It dawns on me that I’m talking to someone young enough to be my grandson, a man who has, despite that gap of years, been places and done things that challenge my imagination. I asked if he thought his experience had made him older than his 24 years.

“I was just thinking about that,” he replied. “Yes, definitely. I’ve been around a lot of musicians, met a lot of people. I used to always be the youngest musician in any band I was with, and now I’m not the youngest anymore. There are guys in my band who are 22, and wisdom-wise, I think I’m a little older and wiser than most people my age because I’ve got the miles on me, and I’ve picked up lots of knowledge of traveling and touring. I’ve been doin’ this my whole life.”

He got excited when I compli-mented his drummer, Joey Peebles, a guy whose sense of rhythm could probably stir movement in inert matter.

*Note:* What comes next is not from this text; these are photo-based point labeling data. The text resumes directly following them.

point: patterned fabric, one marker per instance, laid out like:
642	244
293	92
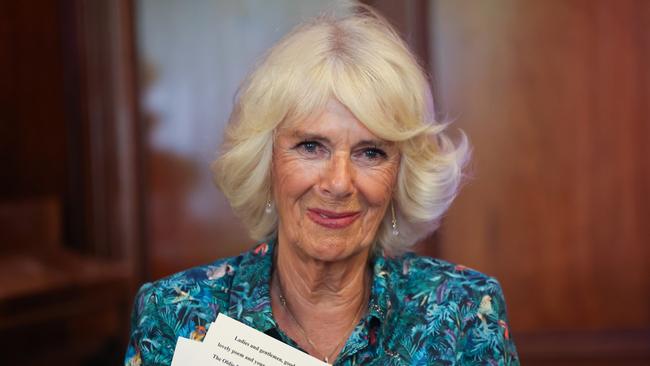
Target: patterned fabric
422	311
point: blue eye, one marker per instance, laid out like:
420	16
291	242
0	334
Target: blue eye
310	147
374	153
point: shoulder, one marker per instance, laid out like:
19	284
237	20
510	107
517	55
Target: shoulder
196	284
460	310
416	275
182	304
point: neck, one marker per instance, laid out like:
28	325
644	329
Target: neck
313	284
323	300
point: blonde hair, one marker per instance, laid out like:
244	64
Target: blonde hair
359	60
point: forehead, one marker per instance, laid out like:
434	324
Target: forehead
333	121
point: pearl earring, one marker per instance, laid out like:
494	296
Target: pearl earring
394	220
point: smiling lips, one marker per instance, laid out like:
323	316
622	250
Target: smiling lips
332	220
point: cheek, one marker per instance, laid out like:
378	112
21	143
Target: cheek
292	177
377	185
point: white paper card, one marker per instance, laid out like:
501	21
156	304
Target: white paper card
191	353
234	343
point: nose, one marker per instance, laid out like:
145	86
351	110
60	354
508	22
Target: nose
337	177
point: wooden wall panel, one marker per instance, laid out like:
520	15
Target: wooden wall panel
554	97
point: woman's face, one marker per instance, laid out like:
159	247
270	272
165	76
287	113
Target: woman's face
332	183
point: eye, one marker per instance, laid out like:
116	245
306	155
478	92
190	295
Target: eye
374	153
371	155
310	148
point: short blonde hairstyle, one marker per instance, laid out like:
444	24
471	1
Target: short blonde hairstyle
361	61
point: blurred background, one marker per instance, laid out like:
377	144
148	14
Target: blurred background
112	110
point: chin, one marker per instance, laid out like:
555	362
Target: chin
329	248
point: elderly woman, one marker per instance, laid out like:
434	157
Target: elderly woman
333	160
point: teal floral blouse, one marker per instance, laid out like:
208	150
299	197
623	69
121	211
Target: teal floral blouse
422	311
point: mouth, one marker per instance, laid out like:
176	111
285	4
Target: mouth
331	219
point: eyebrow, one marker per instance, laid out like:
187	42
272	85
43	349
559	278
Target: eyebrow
320	138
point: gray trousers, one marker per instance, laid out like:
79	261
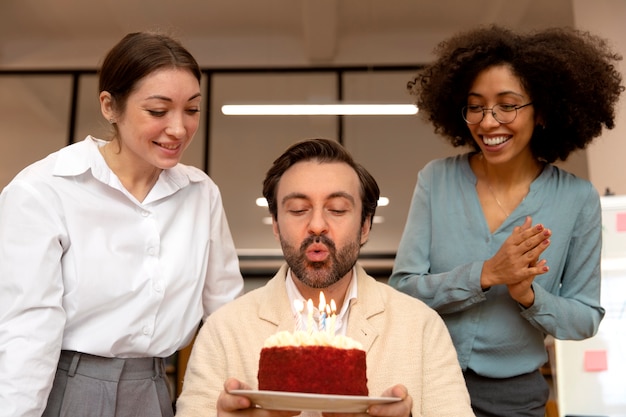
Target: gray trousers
93	386
519	396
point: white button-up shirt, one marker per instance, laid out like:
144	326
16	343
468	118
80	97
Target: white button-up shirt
85	266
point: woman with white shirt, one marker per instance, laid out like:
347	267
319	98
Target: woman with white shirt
112	252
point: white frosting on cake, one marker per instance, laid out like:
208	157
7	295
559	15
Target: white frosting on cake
301	338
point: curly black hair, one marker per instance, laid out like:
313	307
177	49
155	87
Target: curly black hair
569	74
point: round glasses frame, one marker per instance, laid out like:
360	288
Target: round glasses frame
504	109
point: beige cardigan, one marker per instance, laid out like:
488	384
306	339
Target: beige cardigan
406	342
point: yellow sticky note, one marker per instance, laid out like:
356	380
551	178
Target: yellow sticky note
595	361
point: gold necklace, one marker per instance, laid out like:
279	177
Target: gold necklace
493	194
506	213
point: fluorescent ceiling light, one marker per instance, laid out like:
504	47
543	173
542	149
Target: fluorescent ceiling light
317	109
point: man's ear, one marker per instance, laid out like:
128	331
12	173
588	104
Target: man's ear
365	230
275	229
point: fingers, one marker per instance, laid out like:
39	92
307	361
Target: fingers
227	402
400	408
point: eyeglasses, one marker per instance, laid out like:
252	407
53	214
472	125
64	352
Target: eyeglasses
503	113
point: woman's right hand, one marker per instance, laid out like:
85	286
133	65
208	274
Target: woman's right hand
517	262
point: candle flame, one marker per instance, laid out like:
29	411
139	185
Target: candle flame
322	305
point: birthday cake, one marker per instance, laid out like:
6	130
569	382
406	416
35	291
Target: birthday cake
317	363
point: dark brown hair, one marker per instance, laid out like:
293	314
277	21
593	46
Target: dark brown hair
320	150
136	56
570	76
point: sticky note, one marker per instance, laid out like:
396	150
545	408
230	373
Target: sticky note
621	222
595	361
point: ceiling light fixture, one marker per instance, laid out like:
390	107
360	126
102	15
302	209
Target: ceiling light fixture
318	109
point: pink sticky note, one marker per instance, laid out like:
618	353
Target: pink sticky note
595	360
621	222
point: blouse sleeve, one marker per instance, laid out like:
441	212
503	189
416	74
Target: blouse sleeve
32	318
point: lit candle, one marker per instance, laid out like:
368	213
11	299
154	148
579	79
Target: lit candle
329	317
333	316
322	312
299	306
309	307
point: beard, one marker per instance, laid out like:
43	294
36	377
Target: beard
324	273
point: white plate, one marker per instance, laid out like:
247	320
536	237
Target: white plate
298	401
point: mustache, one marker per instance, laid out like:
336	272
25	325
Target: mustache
317	239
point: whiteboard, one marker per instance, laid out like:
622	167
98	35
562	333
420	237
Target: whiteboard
590	375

“Joey’s the heartbeat of the band,” he said. “He’s a genius. I play drums too, and Joey always captures what I would play if I were on drums, and he seems to think it even before I do. If you’re a musician, your eyes have to be your ears and your ears have to be your eyes. My teacher told me that in school, and Joey’s definitely got that down.”

And what about the response he gets from the women in his audience, I asked.

He laughed. “Sometimes it can get a little hectic,” he replied, in a small miracle of understatement, “but that’s a good thing.”

His cell phone cut in and out. Behind him, I thought I could hear the churning sound of the ferry arriving to take him across the water to where those people will be waiting, all smiles, because Trombone Shorty and Orleans Avenue have brought the thing they love for those smiling people to hear.